Beware the base rate mortgage time bomb

The bank base rate has been held at 0.5% for 18 months now, but how much longer will this remain the case? Could you afford your mortgage repayments if they increased? 

Felicity King-Evans: Base rate has now been at 0.5% for a full 18 months. It can’t go down, so it must go up, but not everyone agrees when.

“I think if we were to lower it any further than that, it’s going to unfairly penalise people who’ve done the right thing - have saved for their future.”

“Well the Bank of England, in relation to the base rate at the moment, should try and keep it as low as possible. You’ve got to understand that inflationary pressures are abound at the moment, so they may have to put it up at the moment just slightly, but to keep it as low as possible for mortgages and things like that so people can still get out and spend.”

“I would like to see it stay where it is for the next sort of 18 months / 2 years.”

“I don’t think that a huge increase in the base rate would be welcome, but I think a little to give people the incentive to save, which they’re not doing now.”

“We’re stuck between a rock and a hard place really, I’m not sure that there is anything that can be done.”

FKE: Yet one in four people admit they would be frightened if base rate started to rising, in fact 27% saying they would worry about how to meet their mortgage payments if the rate went up.

That’s worrying news because, although some economists think base rate will stay flat for years to come, others are predicting it could be as high as 8% by 2012.

Let’s put that in context:

If you have an interest-only mortgage of £150,000 and you’re on a standard variable rate of 2.5%, then you’re paying £312.50 a month.

But if base rate rose by just one percent, your repayments would leap to £437.50 – that’s an extra £125 a month.

If base rate rose to the 5.00% it was at almost two years ago, your rate could be as high as 7% - that’s going to cost you £875 a month, that’s quite a difference.

FKE: So, could you cope?

“Yes, I fixed because I wanted peace of mind with my mortgage - I didn’t believe that interest rates were going to stay low.”

“Yes, I’m really worried about interest rates going up because I can’t fix my mortgage because my house is in negative equity. So, I am really worried about whether I will be able to afford my mortgage.”

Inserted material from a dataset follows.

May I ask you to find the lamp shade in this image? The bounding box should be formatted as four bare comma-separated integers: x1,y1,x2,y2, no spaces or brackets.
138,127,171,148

“We recently brought a house this summer and we locked into a 5-year fixed rate because we were concerned that rates were going to go one way, and that’s up.”

“If interest rates went up in the near future I would probably be ok myself, I’ve got enough breathing space personally because my mortgage is nearly at its end now but I think for any new buyers, or people who have just took out a recent mortgage, it may be difficult to cope with the increase in the interest rates.”  

FKE: Low base rate has been fantastic news for many homeowners because it’s really cut what they pay, but it can’t last forever and it’s important to take steps to protect yourself in case rates do rise.

If you’re sitting on your lender’s standard variable rate, then it’s time to think about fixing so that if rates do rise you are protected.